Results: Lower BMD values were observed in girls with: i) presence of the CTR-AluI polymorphism vs wild type (BMD, CC&CT vs TT genotypes: 0.84±0.21g/cm2 vs 0.96±0.12g/cm2, p-value=0.028); ii) presence of the MTHFR677T polymorphism vs wild type (BMD, TT&CT vs CC genotypes: 0.86±0.23g/cm2 vs 0.94±0.11g/cm2, p-value=0.047, adjusted for age, BMI, amenorrhoea). BMD measures exhibited a graded stepwise decrease with the addition of the CTR-AluI and/or the MTHFR677 polymorphic variant (BMD, wild type vs one vs two polymorphic variants: 0.97±0.11g/cm2 vs 0.90±0.11g/ cm2 vs 0.75±0.33g/cm2, p-value for linear trend 0.011). Girls carrying the MTHFR677 polymorphism had 5.67-times higher odds of having a higher BMI (BMI >16.4kg/m2 vs ≤16.4kg/m2, MTHFR677 polymorphism, CT&TT vs CC genotypes: OR=5.667, 95% CI: 1.254—25.606, p-value=0.024).

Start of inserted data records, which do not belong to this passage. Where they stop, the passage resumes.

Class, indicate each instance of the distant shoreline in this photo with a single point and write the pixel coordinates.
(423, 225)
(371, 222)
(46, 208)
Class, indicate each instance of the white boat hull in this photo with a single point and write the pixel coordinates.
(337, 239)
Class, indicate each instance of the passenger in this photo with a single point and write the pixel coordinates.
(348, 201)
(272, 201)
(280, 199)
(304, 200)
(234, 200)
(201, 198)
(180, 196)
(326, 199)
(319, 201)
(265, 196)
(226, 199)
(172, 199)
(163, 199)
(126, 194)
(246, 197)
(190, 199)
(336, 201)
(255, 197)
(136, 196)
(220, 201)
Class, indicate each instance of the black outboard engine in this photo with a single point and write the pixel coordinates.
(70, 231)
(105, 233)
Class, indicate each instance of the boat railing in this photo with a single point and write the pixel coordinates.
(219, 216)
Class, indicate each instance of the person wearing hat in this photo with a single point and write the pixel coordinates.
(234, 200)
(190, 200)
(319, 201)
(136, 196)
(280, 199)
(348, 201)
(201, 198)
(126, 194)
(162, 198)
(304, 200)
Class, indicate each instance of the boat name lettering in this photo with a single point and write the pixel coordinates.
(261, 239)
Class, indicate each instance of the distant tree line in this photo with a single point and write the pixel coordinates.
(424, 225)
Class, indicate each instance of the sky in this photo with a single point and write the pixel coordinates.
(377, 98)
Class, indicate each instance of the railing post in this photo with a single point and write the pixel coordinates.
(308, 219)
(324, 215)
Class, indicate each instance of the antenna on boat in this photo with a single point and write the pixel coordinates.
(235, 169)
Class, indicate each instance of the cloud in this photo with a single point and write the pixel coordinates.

Conclusion: Combined presence of the MTHFR677 and CTR-AluI polymorphisms is associated with lower bone density in young girls with AN, implying a dose-response effect. The association between MTHFR677 and bone metabolism is likely mediated by body weight.
KEY WORDS: Bone density, body mass index, CTR-AluI genetic polymorphism, MTHFR C677T genetic polymorphism, anorexia nervosa.